Maomé começou a ser perseguido e teve que emigrar para a cidade de Medina no ano de 622. Este acontecimento é conhecido como Hégira e marca o início do calendário muçulmano.
Em Medina, Maomé é bem acolhido e reconhecido como líder religioso. Consegue unificar e estabelecer a paz entre as tribos árabes e implanta a religião monoteísta. Ao retornar para Meca, consegue implantar a religião muçulmana que passa a ser aceita e começa a se expandir pela península Arábica.
Reconhecido como líder religioso e profeta, faleceu no ano de 632. Porém, a religião continuou crescendo após sua morte.

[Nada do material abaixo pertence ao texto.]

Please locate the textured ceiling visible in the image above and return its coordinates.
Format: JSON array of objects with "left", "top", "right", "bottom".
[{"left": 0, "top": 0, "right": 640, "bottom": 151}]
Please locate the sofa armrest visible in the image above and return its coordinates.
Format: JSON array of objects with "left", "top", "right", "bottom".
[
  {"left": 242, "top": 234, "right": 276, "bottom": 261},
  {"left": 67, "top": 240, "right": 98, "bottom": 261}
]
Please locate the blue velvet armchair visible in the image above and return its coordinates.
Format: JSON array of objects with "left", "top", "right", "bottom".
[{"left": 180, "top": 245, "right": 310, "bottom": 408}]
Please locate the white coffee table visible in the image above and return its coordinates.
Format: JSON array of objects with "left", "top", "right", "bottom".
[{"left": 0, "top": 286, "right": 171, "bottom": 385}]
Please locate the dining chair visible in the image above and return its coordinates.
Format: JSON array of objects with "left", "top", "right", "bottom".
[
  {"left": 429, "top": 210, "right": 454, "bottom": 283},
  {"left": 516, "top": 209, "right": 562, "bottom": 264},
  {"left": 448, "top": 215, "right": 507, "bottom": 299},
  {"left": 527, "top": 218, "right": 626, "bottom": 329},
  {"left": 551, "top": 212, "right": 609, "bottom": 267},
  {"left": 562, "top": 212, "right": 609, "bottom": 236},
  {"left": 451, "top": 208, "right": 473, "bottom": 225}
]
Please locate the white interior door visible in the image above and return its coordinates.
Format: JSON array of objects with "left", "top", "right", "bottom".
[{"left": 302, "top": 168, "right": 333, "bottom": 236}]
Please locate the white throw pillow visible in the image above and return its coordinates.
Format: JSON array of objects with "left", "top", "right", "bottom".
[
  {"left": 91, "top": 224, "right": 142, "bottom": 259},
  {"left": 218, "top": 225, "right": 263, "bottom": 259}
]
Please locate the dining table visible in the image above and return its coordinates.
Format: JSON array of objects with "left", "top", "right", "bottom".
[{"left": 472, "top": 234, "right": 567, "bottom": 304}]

Livros Sagrados e doutrinas religiosas

O Alcorão ou Corão é um livro sagrado que reúne as revelações que o profeta Maomé recebeu do anjo Gabriel. Este livro é dividido em 114 capítulos (suras). Entre tantos ensinamentos contidos, destacam-se: onipotência de Deus (Alá), importância de praticar a bondade, generosidade e justiça no relacionamento social. O Alcorão também registra tradições religiosas, passagens do Antigo Testamento judaico e cristão.
Os muçulmanos acreditam na vida após a morte e no Juízo Final, com a ressurreição de todos os mortos.
A outra fonte religiosa dos muçulmanos é a Suna que reúne os dizeres e feitos do profeta Maomé.

Preceitos religiosos

A Sharia define as práticas de vida dos muçulmanos, com relação ao comportamento, atitudes e alimentação. De acordo com a Sharia, todo muçulmano deve seguir cinco princípios:

- Aceitar Deus como único e Muhammad (Maomé) como seu profeta;
- Dar esmola (Zakat) de no mínimo 2,5% de seus rendimentos para os necessitados;
- Fazer a peregrinação à cidade de Meca pelo menos uma vez na vida, desde que para isso possua recursos;
- Realização diária das orações;
- Jejuar no mês de Ramadã com objetivo de desenvolver a paciência e a reflexão.

Locais sagrados

Para os muçulmanos, existem três locais sagrados: A cidade de Meca, onde fica a pedra negra, também conhecida como Caaba. A cidade de Medina, local onde Maomé construiu a primeira Mesquita (templo religioso dos muçulmanos). A cidade de Jerusalém, cidade onde o profeta subiu ao céu e foi ao paraíso para encontrar com Moises e Jesus.

Divisões do Islamismo

Os seguidores da religião muçulmana se dividem em dois grupos principais : sunitas e xiitas. Aproximadamente 85% dos muçulmanos do mundo fazem parte do grupo sunita. De acordo com os sunitas, a autoridade espiritual pertence a toda comunidade. Os xiitas também possuem sua própria interpretação da Sharia.